The Consumer Technology Association (CTA), the trade association representing the $292 billion US consumer technology industry, fully stands behind the Over-the-Counter Hearing Aid Act introduced by Senators Elizabeth Warren (D-MA) and Chuck Grassley (R-IA), and its House companion bill, introduced by Representatives Marsha Blackburn (R-TN) and Joe Kennedy III (D-MA), the organization announced in a press release. The legislation removes current Federal Drug Administration (FDA) regulations that prohibit manufacturers from marketing non-prescription hearing devices, known as Personal Sound Amplification Products (PSAPs), which can benefit people with mild to moderate hearing loss. The bill allows consumers to buy PSAPs that address hearing loss as over-the-counter devices.
“Getting PSAPs on the same shelf as over-the-counter eyeglasses would be a major win for consumers,” said Gary Shapiro, CEO and president, CTA in the news release. “Consumers are, quite literally, paying the price for these restrictions; they are forced to unnecessarily spend up to 10 times more on traditional hearing aids. The high cost of hearing aids, combined with the inconvenience and cost of doctor appointments, results in most adults with mild hearing loss not getting the hearing assistance they need. PSAPs can provide a less expensive, readily available array of products that can aid the millions of Americans living with mild hearing loss. More, opening this market will bring the innovation that robust competition fosters.”

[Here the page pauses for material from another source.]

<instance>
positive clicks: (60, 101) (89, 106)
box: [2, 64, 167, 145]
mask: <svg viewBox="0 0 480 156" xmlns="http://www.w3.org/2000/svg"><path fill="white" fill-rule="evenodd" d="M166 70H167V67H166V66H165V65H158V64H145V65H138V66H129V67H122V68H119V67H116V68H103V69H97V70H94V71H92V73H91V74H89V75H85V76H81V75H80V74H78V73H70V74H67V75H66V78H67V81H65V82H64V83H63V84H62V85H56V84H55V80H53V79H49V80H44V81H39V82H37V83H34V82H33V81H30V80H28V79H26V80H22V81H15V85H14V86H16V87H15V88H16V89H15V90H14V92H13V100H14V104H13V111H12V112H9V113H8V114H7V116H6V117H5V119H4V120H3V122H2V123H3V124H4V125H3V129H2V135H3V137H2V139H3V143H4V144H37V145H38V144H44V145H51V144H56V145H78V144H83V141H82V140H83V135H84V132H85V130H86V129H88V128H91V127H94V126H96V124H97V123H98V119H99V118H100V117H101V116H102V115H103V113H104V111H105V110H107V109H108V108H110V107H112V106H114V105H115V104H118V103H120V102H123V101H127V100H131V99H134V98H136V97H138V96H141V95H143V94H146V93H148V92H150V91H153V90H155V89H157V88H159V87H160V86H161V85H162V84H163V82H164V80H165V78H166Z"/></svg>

According to CTA’s Personal Sound Amplification Products: a Study of Consumer Attitudes and Behavior, price is a significant barrier for seeking help for a hearing deficiency. A pair of traditional hearing aids cost anywhere from $1000 to $6000; in contrast, non-prescription devices such as PSAPs are one-tenth the cost, ranging in price from $100 to $600.
In a letter to Senator Warren, Doppler Labs—a PSAP maker and CTA member company—shared their support for the legislation. “Your proposed legislation for an over-the-counter hearing aid category could open the floodgates and encourage innovation in this space from new entrants, particularly the consumer electronics industry,” said Kristen Liu, director of advocacy and accessibility. “With their resources, talent, and knowhow, companies like ours could help innovate hearing technologies and bring new products to market much more quickly.”